Page MenuHomePhabricator

etcd/confd is not started on beta cluster Varnish caches
Closed, ResolvedPublic

Description

confd systemd unit refuses to start on deployment-cache-mobile04 hat is probably the same situation on the other Varnish caches.
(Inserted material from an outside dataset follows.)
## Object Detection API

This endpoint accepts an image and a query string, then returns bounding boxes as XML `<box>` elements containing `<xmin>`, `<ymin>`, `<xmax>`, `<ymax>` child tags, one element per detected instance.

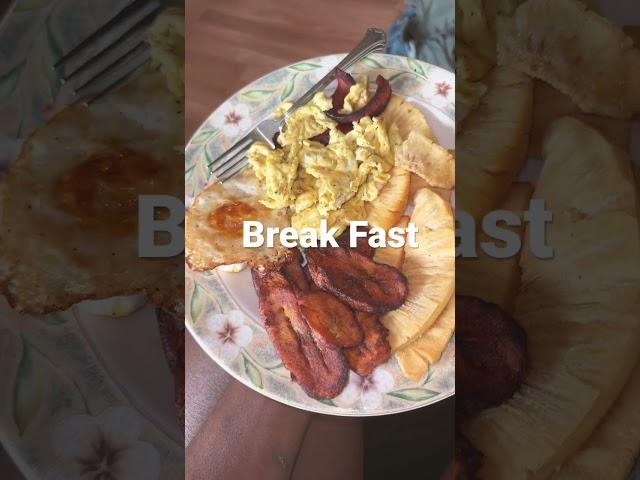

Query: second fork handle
<box><xmin>283</xmin><ymin>28</ymin><xmax>387</xmax><ymax>119</ymax></box>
Because:

FATAL Cannot get nodes from SRV records lookup _etcd._tcp.deployment-prep.eqiad.wmflabs: no such host

Spotted in logstash-beta.wmflabs.org ,

From the instance logs:

$ journalctl |cat|tail -n5
Oct 21 20:20:48 deployment-cache-mobile04
systemd[1]: Started confd.
confd[1080]: 2015-10-21T20:20:48Z deployment-cache-mobile04 /usr/bin/confd[1080]: INFO SRV domain set to deployment-prep.eqiad.wmflabs
confd[1080]: 2015-10-21T20:20:48Z deployment-cache-mobile04 /usr/bin/confd[1080]: FATAL Cannot get nodes from SRV records lookup _etcd._tcp.deployment-prep.eqiad.wmflabs: no such host
systemd[1]: confd.service: main process exited, code=exited, status=1/FAILURE
systemd[1]: Unit confd.service entered failed state.
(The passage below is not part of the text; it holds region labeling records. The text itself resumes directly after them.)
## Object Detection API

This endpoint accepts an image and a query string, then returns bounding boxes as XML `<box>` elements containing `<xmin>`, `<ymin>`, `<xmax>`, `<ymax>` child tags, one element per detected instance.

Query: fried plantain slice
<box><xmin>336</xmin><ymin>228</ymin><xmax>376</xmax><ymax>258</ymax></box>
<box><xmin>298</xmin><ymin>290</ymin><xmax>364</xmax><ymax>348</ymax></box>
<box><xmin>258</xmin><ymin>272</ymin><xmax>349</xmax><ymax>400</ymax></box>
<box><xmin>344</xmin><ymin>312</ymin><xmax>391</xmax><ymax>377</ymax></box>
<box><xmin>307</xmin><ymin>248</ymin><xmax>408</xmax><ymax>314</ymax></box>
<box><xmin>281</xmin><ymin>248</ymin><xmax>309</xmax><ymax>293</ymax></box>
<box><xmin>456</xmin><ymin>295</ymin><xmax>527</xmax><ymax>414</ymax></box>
We would need it to prepare the production deployment and test out scap3 / confd integration.

Event Timeline

hashar raised the priority of this task from to Needs Triage.
hashar updated the task description. (Show Details)
hashar added subscribers: hashar, Joe, thcipriani.
Dzahn triaged this task as Medium priority.Oct 22 2015, 10:28 PM
Dzahn subscribed.
deployment-cache-text04:/etc# cat /lib/systemd/system/confd.service
[Unit]
Description=confd

[Service]
User=root
Environment="CONFD_BACKEND=etcd"
Environment="CONFD_DISCOVERY=-srv-domain deployment-prep.eqiad.wmflabs -scheme https"
Environment="CONFD_OPTS=-watch"
ExecStart=/usr/bin/confd -backend $CONFD_BACKEND $CONFD_DISCOVERY $CONFD_OPTS
Restart=on-failure
RestartSec=10s

Seems the CONFD_DISCOVERY should be set differently and probably hardcoded to point to deployment-conf03.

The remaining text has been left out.